The video explains that dishwashers sold in 110V countries often has a hot water connection as it's too slow heating water off a 110V/10A circuit so it is more efficent to utilise the hot water pipes. However we live in NZ, a 230V country so we get dishwashers that can heat water from cold fine off a 230V/10A circuit so no need for a hot water connection.
Modern heat pump dishwashers will heat water on 110V just fine, but you are looking at 3 hour wash/dry times anyways. My Bosch isn’t connected to hot water and even has a sanitize mode.
Bosch dishwashers have something they call a “heat pump” that is a water pump that also heats the water with resistance heat. It’s not any more efficient than the normal heating coils in every other dishwasher, and it isn’t a “heat pump” that uses a refrigeration cycle (as one would use to e.g. heat their house).
We’re talking about heating the water, not drying. The discussion started with regards to energy used to heat water vs. using water from the hot water tap.
I feel like it's probably pointless. The dishwasher will be full of water before the hot water starts coming out the pipe. Depending on how far the dishwasher is from the water heater I guess.
In most kitchens I've seen, the dishwasher is pretty close to the sink. In fact the sink and the dishwasher often share a shut-off valve. So if you run the water at the sink until it's hot, then start the dishwasher, it will get hot water.
Problem is, that most dishwashers have a prewash and a main wash. By the time the prewash is finished and the main wash starts, the water in the supply line will have cooled off quite a bit.
Is that the point of the air gap? I can't even get a straight answer from plumbers on what it's for. I don't see how that could possibly help with a clogged drain, just seems like a secondary point for the drain water to come out.
I'm fairly sure the point of air gaps on drainage is to prevent sewerage water from backing up in to appliances if the sewerage line is blocked. It will instead spill on the floor where it will be more easily noticed and cleaned.
That’s exactly what it’s for. If you block the sink drain and fill it with water, you can have water flow down the dishwasher drain hose and into the sump in the dishwasher. If that happens during the rinse cycle you’re rinsing with grey water.

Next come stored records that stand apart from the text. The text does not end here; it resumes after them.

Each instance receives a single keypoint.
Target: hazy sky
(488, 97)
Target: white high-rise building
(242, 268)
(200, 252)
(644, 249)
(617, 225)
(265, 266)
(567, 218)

Pumped out water has to go somewhere . With the airgap, it will either back out your garbage disposal or pour out your airgap into the sink basin, depending on the location of the blockage.
The airgap causes the pump to be physically incapable of backfeeding the drinking water supply with dishwasher waste
iirc its less about contaminating drinking water (there is a valve and pump to get through. rather tricky) and more about waste getting into dishwasher during cycle and you getting contaminated dishes.
my wife once decided to dump into garbage disposal a bunch of uncooked broccoli at once. it clogged garbage disposal and drain. when i tried to unclog it with plunger it backed into dishwasher (was hooked directly to garbage disposal bypassing airgap). took me hour to get everything out of dishwasher.
Thus the video's advice (also in my dishwasher's manual) is to run the water from a nearby sink until it's hot before starting the dishwasher. Because it helps significantly to get hot water at the input when US dishwashers are limited to 1200W of heating.
When I do the dishes I hand wash those that can't be put in the dishwasher before I start the dishwasher. This ensures that the water that goes into the dishwasher is already hot.
I don't think the dishwasher will be "full of water" as it doesn't actually fill up - rather, it only uses 2 gallons maximum per cycle, about the amount that would be the bottom of basin of the washer.
That's what I meant. The water drawn from the dishwasher is small enough to not even purge the cold water from the line in many houses. So you would just be wasting heat by filling the pipe with hot water while only taking the cold water from it.
This seems like something that only makes sense when water is scarce but electricity is cheap. You’d be constantly losing heat to the poorly insulated pipes.